When it comes to skin, the “S” word is a common adjective. Here, pros break down what sensitive skin is — and is not — as well as how it happens and what you can do to bring your complexion back to a healthy baseline.
“The definition of sensitive skin is skin that is frequently irritated by many common skincare ingredients,” explains New York City dermatologist Neal Schultz, M.D. “The three key words are: frequently, many and common.” That means that for those with the textbook definition of sensitive skin, everything you slather on — from basic moisturizers to every ‘natural’ line your bestie swears by, causes some form of irritation.
What does not equal truly sensitive skin? If you have had one (OK, maybe two) isolated flare-ups from a brand new treatment you decided to test-drive. The reason this is good news: “Many people who think they have sensitive skin actually don’t — they’ve just been irritated once or twice in their life and therefore think they have sensitive skin,” Schultz notes.
But what pros are seeing first hand with patients is self-induced sensitive skin. Maybe you are someone who loves buying — and trying — a slew of new skin savers and jumping from product to product. But what can go wrong is that you end up overlapping ingredients that have a synergy in toxicity and irritation. Or you think that when it comes to skincare, a little is good, but more is better (over users of acne washes and spot treatments, Retin-A, glycolic acid, etc., we mean you).
So how does sensitive skin happen? Genes may be to blame. “Some people are born with sensitive skin and have eczema their whole life and they can’t get away from it, suffering day in, day out,” explains Schultz. New York City dermatologist Joshua Zeichner, M.D., says that for those where genetics are the cause, “it’s often worse for those with fair skin and those with conditions like eczema or rosacea, because then they’re generally more sensitive to skincare products than other people.”
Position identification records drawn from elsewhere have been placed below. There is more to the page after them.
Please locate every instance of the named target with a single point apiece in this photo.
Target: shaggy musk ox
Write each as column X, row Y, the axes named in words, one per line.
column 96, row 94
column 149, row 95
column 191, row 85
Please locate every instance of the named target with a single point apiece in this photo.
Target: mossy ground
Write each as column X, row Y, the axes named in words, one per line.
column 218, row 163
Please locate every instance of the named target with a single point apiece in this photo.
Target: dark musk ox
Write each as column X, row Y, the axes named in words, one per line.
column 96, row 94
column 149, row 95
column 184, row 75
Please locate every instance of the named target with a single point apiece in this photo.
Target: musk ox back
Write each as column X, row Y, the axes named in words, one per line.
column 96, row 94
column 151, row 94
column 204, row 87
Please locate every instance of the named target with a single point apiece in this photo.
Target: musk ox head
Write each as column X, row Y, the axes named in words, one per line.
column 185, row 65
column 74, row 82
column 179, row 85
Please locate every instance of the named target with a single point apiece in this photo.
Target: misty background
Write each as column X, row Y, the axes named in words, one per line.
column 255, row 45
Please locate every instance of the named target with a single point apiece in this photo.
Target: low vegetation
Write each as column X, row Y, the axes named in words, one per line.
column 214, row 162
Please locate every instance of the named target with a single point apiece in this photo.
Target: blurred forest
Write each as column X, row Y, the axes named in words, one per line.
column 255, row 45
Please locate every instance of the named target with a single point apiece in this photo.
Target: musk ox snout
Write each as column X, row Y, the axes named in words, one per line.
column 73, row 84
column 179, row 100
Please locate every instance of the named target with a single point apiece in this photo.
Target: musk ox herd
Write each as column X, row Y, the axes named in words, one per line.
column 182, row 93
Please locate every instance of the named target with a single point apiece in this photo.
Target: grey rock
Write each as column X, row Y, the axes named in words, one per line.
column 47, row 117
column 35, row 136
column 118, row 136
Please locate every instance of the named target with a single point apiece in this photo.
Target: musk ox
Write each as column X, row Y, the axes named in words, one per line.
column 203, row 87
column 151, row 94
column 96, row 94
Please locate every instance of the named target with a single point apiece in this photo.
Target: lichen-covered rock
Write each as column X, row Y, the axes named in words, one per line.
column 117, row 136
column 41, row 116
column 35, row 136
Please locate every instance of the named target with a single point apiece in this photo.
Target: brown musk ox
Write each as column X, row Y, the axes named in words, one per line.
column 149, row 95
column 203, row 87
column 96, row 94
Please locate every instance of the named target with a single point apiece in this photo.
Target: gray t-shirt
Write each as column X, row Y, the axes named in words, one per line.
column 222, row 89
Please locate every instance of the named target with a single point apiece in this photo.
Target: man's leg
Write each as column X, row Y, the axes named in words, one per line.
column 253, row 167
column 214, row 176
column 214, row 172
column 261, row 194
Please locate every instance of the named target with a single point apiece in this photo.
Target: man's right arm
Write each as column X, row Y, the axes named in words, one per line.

According to Deanne Robinson, M.D., a dermatologist in Connecticut, the first step in your skincare routine — cleansing — could be causing you to veer over the fine line between healthy, balanced skin and a red, irritated complexion gone haywire.
“Over-cleansing or over-exfoliating in the cleansing process can irritate skin because it strips the natural oils and breaks down the natural functional barrier of skin right away, which can lead to irritation and sensitivity, especially as you apply products after,” says Robinson. Because of this, she suggests most patients stick to a super gentle barely-lathering cleanser.
Experience breakouts? “If acne and constant pimples are a concern, you can opt for benzoyl peroxide or salicylic acid-based cleanser. But only use it once a day — not multiple times, which is too drying,” Robinson adds. Whether clear skin is a concern, or you simply prefer a super-clean feeling, Robinson suggests opting for micellar water as a second cleansing step. “If you want that double-cleanse feel or have a lot of makeup to remove, because it can wipe it away in a sensitive way without being too irritating.”
A major culprit of skincare-created sensitivity, says Schultz, is over-exfoliation. This can mean overusing a face scrub or pairing several skin-buffing treatments that cause irritation (for example, washing with glycolic cleanser but then using a scrub later and also applying an acid-based peel the same — or even the next day).
A major culprit of skincare-created sensitivity is over-exfoliation.
“For people who are using a chemical exfoliant, then also combining it with a mechanical or physical exfoliant, there is a very good chance of getting irritated,” says Schultz. “And the same is true for those who use a very harsh acne cleanser and then a toner with alcohol in it and then start increasing the frequency of either a glycolic or retinoid treatment, and all of a sudden they’re irritated.” Schultz says, “These people don’t have sensitive skin; they are just using something that’s too harsh.”
You know this scenario — you see a zit popping up, so you start layering a drying spot treatment on it over and over to banish it before it gets out of control. Well, the next thing you know, your skin is super dry and irritated on that spot but also the surrounding areas. “I have patients come in who are spot treating their skin or a blemish with an acid and they have literal burns on their face,” Robinson says. “When they come to see me, they say, ‘My skin is so sensitive, I can’t use any acne products.’ But that’s not the case — they overused it.”
Another surprising sensitive skin sabotager? Vitamin C. “Yes, vitamin C is an amazing topical for our skin — it helps with fine lines, wrinkles, hyperpigmentation — but it’s also an unstable compound, so it’s usually added into products at a high percentage or is paired with vitamin E, which acts as a natural preservative, and these factors can make some skin types not be able to tolerate it,” explains Robinson.
So, what exactly happens to your skin when you overdo it and cause sensitivity? Well, the redness, blotchiness and peeling you see in the mirror is due to several factors. “One is that the products are stripping your skin of too much oil and that’s being done through chemical stripping. And the other anatomically by taking off too many cells with too aggressive exfoliation,” explains Schultz. “So, one you can do just by dissolving good chemicals in the skin and the other you can do by taking away too much skin. And you can have them both going on at the same time.”